Toutes ces ressources m’ont permis de, entre autres, questionné et d’investiguer mettre à l’épreuve mes postulats de départ, de structurer ma pensée et d’étayer mon argumentaire. J’ai pu avoir pour tenter d’apporter des éléments de réponses sur ce qui conduisait des musiciens à fabriquer du nouveau, à reformuler l’ancien.
Ces hypothèses, autour de la place et de l’impact des cultures musicales bèlè, Gwo Ka et haute-taille dans les processus de renouvellement des musiques à la Martinique et en Guadeloupe, justifient donc l’intérêt que j’ai porté au travail de terrain, dont les détails sont développés en infra. Il s’agit là d’un travail ethnographique de traitement et de classification des données recueillies, mais aussi d’une méthode pour confronter les données récoltées, et pour dégager un certain nombre de règles permettant d’articuler les fameuses dynamiques de renouvellement et de reformulation des pratiques musicales, déjà largement évoquées en supra.

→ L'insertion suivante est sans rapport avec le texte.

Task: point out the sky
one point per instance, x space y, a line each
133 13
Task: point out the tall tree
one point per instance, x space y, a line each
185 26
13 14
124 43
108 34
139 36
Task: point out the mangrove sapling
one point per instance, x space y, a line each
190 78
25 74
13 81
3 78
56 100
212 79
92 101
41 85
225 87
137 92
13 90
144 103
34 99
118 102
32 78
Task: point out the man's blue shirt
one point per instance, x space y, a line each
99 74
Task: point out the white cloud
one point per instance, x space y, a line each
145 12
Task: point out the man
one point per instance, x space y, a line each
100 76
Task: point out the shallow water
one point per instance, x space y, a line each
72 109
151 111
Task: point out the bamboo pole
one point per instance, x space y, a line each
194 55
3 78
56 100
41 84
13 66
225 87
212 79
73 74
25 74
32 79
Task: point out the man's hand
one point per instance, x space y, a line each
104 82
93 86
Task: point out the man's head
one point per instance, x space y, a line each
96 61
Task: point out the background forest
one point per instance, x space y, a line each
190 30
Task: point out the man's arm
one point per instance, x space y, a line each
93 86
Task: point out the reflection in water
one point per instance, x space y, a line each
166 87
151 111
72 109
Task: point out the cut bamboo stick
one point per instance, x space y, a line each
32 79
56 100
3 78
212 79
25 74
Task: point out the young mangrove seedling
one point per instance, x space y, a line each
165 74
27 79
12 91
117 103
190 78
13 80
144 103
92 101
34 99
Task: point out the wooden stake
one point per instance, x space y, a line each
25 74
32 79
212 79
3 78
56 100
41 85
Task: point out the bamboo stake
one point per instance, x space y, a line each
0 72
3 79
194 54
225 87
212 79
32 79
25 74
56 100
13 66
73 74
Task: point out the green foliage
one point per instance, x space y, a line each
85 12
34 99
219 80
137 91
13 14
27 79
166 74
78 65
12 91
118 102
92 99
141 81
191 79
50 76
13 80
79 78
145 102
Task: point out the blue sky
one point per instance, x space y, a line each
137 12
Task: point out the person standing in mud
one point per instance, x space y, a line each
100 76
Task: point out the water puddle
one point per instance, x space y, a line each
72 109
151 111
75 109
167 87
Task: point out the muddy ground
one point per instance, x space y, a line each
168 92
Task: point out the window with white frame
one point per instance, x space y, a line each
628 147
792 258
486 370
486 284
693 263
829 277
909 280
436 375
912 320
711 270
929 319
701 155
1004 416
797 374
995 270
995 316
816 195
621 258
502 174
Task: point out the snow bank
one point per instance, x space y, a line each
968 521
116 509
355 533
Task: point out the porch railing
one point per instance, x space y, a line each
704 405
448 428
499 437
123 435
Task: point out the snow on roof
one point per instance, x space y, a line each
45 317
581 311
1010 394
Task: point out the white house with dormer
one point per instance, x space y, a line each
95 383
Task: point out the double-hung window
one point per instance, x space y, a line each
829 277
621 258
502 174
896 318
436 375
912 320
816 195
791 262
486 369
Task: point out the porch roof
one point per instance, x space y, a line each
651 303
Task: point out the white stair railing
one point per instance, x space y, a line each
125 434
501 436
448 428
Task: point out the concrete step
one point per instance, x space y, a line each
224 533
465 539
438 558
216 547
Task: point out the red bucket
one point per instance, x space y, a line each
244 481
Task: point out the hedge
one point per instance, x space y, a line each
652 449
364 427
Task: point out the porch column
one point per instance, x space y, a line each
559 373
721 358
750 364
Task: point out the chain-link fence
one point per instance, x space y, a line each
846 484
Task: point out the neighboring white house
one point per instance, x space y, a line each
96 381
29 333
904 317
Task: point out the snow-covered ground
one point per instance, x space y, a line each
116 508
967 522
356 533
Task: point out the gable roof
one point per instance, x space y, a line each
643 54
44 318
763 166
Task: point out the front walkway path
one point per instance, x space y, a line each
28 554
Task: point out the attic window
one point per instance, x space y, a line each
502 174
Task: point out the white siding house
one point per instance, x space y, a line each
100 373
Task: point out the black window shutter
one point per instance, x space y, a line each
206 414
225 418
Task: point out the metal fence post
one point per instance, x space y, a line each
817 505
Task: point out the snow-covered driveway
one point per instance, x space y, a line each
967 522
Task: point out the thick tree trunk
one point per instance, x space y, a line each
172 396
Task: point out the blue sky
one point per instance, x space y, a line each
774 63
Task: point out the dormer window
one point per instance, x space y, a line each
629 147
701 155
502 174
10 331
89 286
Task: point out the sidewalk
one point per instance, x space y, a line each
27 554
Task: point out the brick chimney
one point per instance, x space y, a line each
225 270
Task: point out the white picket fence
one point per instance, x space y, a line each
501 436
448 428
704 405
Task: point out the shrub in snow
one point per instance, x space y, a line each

Si le choix de la thématique que je souhaitais traiter, émergea assez rapidement au point de faire l’unanimité avec mon directeur et mon tuteur de mémoire, ce sont plutôt les problématiques retenues qui ont évolué au fur-et-à-mesure de l’avancée de mon travail, au point de m’obliger à reconsidérer certaines de mes hypothèses initiales ainsi que les questionnements qui les sous tendaient. Je reviens plus loin sur les réajustements alors opérés, ainsi que sur les évolutions de mon argumentaire, après avoir confronté un certain nombre de données, dont je ne disposais pas au départ. À titre d’exemple, les propos de Manuel Césaire sur les manières d’exister et de s’inscrire dans son époque, en construisant des expériences musicales différentes de celles préexistantes, m’ont obligé à reformuler mes questionnements autour de l’idée de la modernité en musique, et à reconsidérer donc le point de vue du musicien que je suis, pour mieux saisir le pourquoi et les enjeux sous-jacents des voies que les musiciens peuvent être amenés pour des créations nouvelles.

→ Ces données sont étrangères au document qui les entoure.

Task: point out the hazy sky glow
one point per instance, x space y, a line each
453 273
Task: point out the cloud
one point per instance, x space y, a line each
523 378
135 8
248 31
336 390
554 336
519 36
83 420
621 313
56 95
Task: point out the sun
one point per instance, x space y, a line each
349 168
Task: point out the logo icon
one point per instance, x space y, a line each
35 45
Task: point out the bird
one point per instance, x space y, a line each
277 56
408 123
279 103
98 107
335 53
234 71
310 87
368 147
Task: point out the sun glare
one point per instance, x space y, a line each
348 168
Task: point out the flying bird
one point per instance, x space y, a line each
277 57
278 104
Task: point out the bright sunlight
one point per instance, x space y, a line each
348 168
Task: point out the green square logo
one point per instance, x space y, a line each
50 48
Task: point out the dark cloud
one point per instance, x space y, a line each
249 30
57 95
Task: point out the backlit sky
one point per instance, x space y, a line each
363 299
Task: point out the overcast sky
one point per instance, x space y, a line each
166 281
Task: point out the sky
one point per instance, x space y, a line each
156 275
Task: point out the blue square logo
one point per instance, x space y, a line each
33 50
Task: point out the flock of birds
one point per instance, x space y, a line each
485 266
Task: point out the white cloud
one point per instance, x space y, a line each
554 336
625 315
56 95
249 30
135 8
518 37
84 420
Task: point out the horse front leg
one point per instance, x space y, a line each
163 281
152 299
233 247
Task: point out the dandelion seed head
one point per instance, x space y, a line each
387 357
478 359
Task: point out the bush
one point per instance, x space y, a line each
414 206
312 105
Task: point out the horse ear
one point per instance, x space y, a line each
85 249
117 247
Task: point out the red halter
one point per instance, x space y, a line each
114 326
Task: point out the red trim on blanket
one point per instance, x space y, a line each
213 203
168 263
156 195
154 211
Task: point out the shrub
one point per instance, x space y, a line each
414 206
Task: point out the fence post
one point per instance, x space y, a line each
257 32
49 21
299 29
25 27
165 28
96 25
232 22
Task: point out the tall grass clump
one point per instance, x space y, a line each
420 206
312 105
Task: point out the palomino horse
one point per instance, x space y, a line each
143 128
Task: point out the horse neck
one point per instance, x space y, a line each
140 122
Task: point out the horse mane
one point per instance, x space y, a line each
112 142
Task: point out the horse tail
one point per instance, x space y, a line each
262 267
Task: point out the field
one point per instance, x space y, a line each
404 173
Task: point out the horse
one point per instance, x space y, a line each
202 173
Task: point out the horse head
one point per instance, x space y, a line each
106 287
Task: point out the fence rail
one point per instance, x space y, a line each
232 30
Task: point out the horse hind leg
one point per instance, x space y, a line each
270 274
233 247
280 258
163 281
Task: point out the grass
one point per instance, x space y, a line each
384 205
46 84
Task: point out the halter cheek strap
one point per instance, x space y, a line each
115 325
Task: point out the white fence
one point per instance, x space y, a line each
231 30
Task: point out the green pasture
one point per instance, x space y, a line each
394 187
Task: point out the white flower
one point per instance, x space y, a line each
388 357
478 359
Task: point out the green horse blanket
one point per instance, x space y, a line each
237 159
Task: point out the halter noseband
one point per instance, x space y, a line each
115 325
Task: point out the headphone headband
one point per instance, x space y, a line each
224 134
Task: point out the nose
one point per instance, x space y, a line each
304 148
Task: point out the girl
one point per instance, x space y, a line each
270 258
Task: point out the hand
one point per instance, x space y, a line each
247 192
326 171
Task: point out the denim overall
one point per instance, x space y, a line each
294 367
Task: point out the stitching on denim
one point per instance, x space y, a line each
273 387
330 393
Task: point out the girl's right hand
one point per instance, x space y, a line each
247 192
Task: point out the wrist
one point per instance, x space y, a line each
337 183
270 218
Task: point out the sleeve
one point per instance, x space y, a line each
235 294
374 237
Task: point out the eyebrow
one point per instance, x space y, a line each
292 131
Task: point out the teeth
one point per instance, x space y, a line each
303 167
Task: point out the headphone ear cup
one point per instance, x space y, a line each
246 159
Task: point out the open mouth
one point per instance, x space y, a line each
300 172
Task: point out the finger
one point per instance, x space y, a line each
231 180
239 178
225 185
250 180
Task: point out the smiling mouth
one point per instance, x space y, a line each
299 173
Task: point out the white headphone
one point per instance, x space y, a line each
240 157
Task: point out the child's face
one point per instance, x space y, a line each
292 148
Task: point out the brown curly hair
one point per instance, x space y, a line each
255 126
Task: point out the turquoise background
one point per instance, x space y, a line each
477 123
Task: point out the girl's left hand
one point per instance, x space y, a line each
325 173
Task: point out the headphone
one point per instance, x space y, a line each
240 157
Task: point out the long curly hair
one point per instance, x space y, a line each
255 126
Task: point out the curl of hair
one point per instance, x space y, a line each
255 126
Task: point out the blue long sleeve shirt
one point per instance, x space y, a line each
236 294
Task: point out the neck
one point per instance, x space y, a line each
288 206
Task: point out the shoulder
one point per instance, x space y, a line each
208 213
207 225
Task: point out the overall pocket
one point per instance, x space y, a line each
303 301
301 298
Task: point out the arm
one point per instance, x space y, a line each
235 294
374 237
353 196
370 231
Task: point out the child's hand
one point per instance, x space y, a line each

Je terminerai le traitement de ce point sur la méthodologie par le rappel des ressources, à partir desquelles, j’ai construit ma recherche et mon argumentaire. Il y a donc l’enquête de terrain, les ressources bibliographiques, les ressources discographiques et vidéographiques, les conférences, master-class et autres documents disponibles sur le Web, etc. Comment alors suis-je arrivé au choix du sujet de mon mémoire ?

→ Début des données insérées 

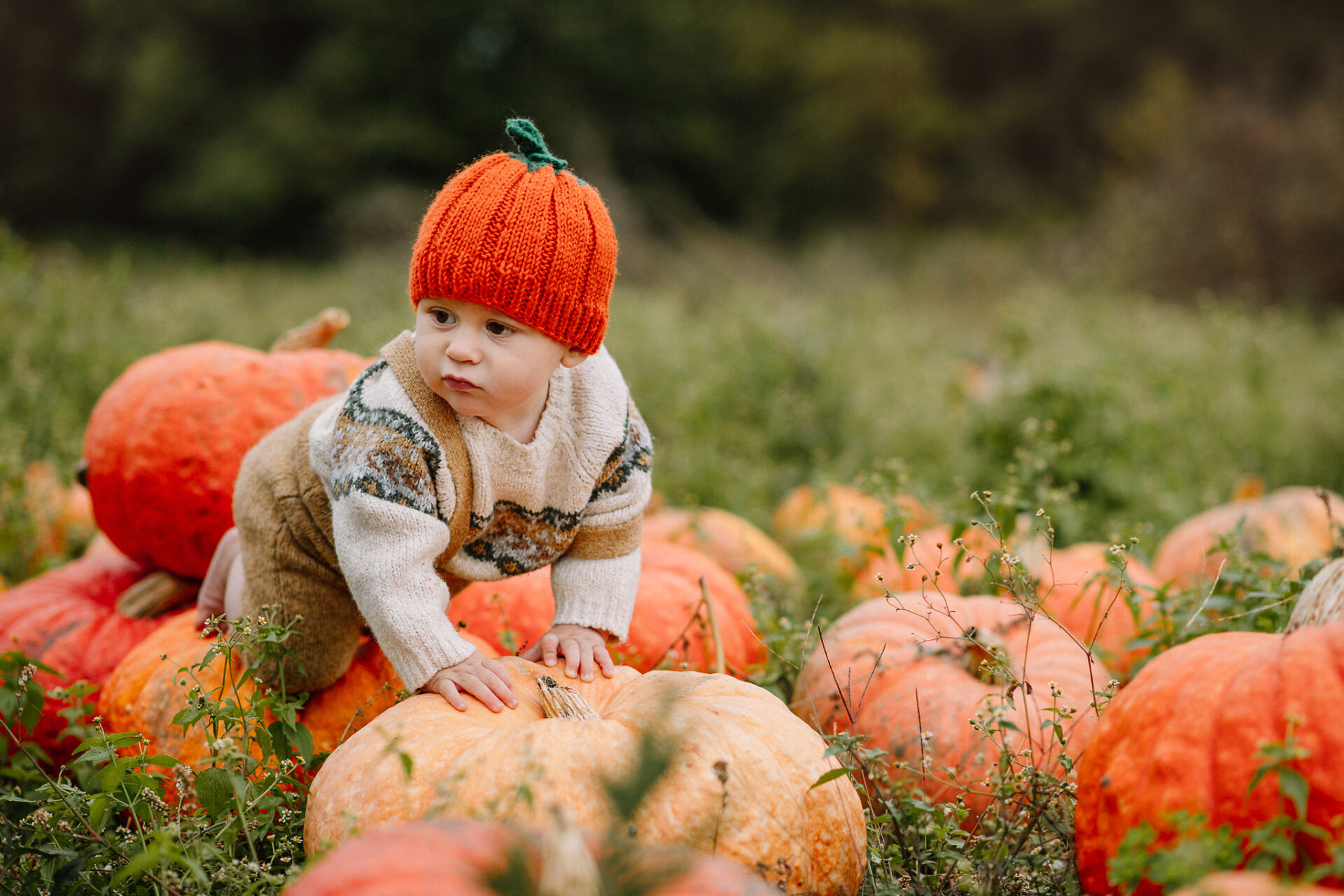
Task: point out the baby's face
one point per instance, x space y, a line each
487 365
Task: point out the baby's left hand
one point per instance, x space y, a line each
581 648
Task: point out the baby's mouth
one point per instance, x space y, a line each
460 384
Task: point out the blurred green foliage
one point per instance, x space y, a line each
261 121
967 368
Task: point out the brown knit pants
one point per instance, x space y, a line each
284 523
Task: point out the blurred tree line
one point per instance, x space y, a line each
254 121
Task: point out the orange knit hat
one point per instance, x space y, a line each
521 234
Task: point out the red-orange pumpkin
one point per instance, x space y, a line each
166 440
930 648
1184 736
663 630
66 618
144 692
1074 590
458 856
739 547
1289 524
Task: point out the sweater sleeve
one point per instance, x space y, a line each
390 496
597 580
387 555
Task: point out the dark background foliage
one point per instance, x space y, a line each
265 122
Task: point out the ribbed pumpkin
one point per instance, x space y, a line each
458 856
1249 883
1074 590
739 783
66 618
166 440
738 546
667 602
144 692
1289 524
930 648
846 519
1184 735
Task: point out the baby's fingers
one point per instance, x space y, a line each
447 690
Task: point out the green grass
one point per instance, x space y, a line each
962 365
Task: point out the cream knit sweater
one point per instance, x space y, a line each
571 498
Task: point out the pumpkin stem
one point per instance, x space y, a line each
155 596
720 665
561 701
314 333
984 649
568 867
1322 601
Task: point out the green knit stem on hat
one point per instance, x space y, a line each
531 146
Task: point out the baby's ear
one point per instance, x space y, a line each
574 358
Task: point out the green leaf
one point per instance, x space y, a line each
1294 788
214 790
99 811
302 741
830 776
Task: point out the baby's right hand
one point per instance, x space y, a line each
487 680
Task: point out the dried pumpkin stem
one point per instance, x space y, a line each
314 333
562 701
1322 601
568 867
720 664
155 596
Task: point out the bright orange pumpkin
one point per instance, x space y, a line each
1074 590
67 620
166 440
664 628
738 546
930 648
739 782
460 856
1184 736
1289 524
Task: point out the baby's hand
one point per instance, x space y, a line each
487 680
581 648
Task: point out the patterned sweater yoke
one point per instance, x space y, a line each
424 500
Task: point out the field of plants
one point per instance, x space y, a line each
1117 711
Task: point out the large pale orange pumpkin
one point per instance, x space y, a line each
1289 524
67 620
930 648
1074 589
663 630
146 691
739 547
460 856
739 782
166 440
1184 736
1249 883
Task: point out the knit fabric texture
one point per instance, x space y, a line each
382 503
522 234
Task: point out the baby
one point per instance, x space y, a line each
496 440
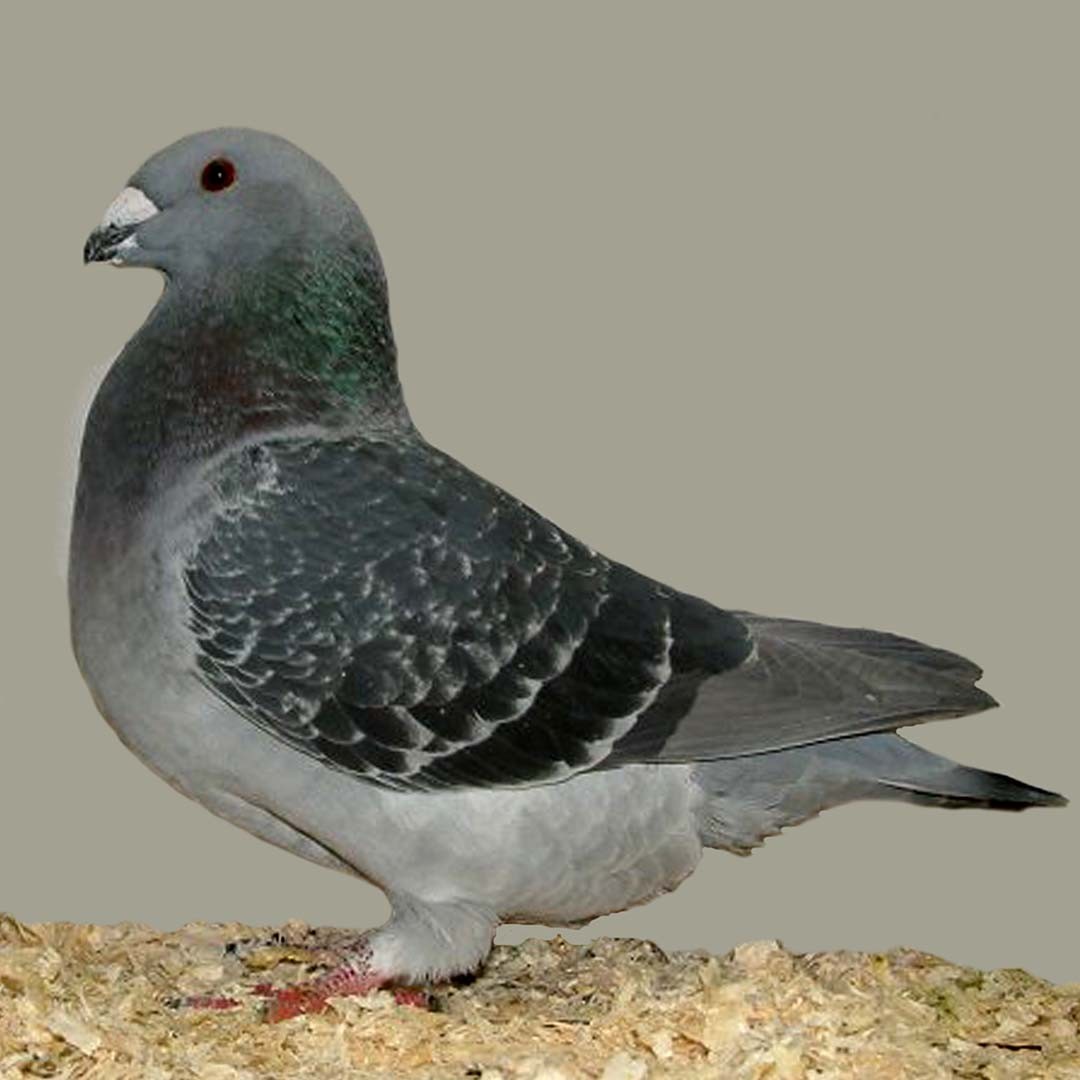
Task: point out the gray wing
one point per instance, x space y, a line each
378 606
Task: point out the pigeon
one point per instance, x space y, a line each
327 631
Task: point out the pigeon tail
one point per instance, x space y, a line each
751 798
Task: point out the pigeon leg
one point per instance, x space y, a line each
421 943
355 976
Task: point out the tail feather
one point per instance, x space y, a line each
750 798
960 785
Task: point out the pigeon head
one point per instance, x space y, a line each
225 201
275 298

B1 : CHOIX DE LA THÉMATIQUE

Je l’ai déjà indiqué, ce mémoire entend questionner les continuités qui s’opèrent entre trois grandes cultures musicales, deux martiniquaises (le bèlè et la haute-taille) et une guadeloupéenne (le Gwo Ka), ainsi que les formes nouvelles ou réélaborés de musiques du contemporain, qui se sont inspirées desdites cultures musicales, ce, depuis le dernier quart du XXe siècle environ. Quelles places et quels rôles tiennent alors les traditions en question, dans le renouvellement des musiques de créations contemporaines à la Martinique et à la Guadeloupe ? Ce questionnement est fondamental pour étudier le lien entre le passé et le présent, dans le champ musical riche d’identités et de rebondissements historiques, sur les plans culturel et social, voire sociétal. Ce questionnement de base m’a donc conduit à interroger les processus qui mènent à l’émergence de fameuses pratiques musicales nouvelles, tant du point de vue de la forme musicale que des ancrages sociaux, symboliques. Qu’est-ce qui motivent des musiciens à inventer et/ou réinventer des formes nouvelles ? Comment s’appuient-ils sur les traditions de leurs territoires, et par quels moyens opèrent-ils pour atteindre leur objectif ?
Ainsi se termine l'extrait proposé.